Conclusions and Final Thoughts

The goal of this project was to test, optimize and use machine learning classifiers to predict whether a patient will be diagnosed with heart disease.

The dimensionality of the model was reduced using the chi squared test so as to include 10 features.

The XGBoost Classifier produced the most accurate predictions out of the 10 classifiers that were tested.

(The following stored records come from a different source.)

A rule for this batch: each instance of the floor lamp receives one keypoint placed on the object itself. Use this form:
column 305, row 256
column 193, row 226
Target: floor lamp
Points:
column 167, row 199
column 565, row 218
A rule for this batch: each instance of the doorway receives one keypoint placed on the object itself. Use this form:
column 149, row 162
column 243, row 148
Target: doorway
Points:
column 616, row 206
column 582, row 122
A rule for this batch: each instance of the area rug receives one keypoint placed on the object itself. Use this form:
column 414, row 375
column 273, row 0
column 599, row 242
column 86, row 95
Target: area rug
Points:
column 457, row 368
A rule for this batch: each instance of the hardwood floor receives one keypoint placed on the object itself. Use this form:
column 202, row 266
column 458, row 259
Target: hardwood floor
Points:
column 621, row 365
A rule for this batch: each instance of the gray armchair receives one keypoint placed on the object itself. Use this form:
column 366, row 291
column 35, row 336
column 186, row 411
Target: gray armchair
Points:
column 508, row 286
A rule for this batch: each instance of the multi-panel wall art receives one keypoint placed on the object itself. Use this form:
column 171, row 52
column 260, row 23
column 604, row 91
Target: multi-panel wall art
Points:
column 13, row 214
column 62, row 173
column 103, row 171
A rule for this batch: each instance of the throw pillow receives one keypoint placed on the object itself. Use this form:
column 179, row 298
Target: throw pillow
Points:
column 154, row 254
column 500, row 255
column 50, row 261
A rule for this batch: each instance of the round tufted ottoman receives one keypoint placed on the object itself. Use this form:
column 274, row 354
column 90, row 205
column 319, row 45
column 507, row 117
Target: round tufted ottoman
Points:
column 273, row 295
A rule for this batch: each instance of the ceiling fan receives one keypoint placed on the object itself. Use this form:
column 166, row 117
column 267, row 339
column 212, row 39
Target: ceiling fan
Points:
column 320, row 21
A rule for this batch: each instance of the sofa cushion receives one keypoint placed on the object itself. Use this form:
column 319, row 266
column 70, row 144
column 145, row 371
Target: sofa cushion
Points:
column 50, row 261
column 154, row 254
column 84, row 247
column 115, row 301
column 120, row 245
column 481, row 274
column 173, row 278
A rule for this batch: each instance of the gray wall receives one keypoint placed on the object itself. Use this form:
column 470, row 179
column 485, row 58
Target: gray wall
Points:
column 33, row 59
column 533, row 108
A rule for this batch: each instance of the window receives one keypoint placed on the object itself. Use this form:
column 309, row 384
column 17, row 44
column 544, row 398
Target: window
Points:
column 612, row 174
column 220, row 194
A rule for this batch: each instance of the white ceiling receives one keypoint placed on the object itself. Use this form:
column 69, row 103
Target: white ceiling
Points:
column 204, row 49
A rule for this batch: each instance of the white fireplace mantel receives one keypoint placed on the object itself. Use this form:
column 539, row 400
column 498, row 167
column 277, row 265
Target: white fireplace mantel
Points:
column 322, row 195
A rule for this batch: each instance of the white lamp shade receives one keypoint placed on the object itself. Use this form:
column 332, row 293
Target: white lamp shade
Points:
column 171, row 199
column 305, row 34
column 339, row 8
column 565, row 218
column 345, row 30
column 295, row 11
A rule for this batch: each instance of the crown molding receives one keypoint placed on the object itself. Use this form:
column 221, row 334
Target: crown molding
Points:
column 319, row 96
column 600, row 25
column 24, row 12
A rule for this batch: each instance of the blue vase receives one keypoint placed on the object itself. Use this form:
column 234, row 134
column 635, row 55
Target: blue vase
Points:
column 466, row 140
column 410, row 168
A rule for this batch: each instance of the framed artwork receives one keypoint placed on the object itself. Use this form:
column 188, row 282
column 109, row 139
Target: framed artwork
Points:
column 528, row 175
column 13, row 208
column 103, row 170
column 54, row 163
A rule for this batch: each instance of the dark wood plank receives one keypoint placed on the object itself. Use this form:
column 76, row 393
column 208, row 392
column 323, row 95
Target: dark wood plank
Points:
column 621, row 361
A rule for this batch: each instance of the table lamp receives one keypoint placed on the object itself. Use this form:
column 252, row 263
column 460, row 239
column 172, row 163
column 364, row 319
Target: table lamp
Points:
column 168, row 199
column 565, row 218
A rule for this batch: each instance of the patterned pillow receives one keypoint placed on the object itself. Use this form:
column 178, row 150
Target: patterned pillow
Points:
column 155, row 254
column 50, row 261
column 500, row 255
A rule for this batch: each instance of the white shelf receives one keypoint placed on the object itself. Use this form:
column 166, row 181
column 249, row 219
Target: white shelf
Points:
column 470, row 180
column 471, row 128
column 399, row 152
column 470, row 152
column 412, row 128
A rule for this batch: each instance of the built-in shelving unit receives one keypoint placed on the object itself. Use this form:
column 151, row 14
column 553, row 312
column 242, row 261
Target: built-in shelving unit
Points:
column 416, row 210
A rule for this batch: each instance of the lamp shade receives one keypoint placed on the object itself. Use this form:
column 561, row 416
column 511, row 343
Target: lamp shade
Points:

After a parameter grid search and cross-validation, the accuracy, precision, recall and F1 scores were optimized to obtain 100% classification accuracy which is excellent even after validation on the entire dataset.

The ROC curve and the AUC showed that the generated model has high separability which allows it to readily distinguish between the two types of heart disease diagnosis.

The 5 most important factors towards the diagnosis of heart disease from the model were determined to be a typical angina diagnosis, the number of major blood vessels that show up in fluoroscopy, the slope of the ST-segment depression, the maximum heart acheived after exercise, and the cholesterol levels.

Partial Dependence Plots and SHAP values were used to better understand the considerations the model is making towards making an assessment of heart diagnosis

This was an interesting project to tackle and I'm looking forward to the next data question I'll try to address! Thanks for reading!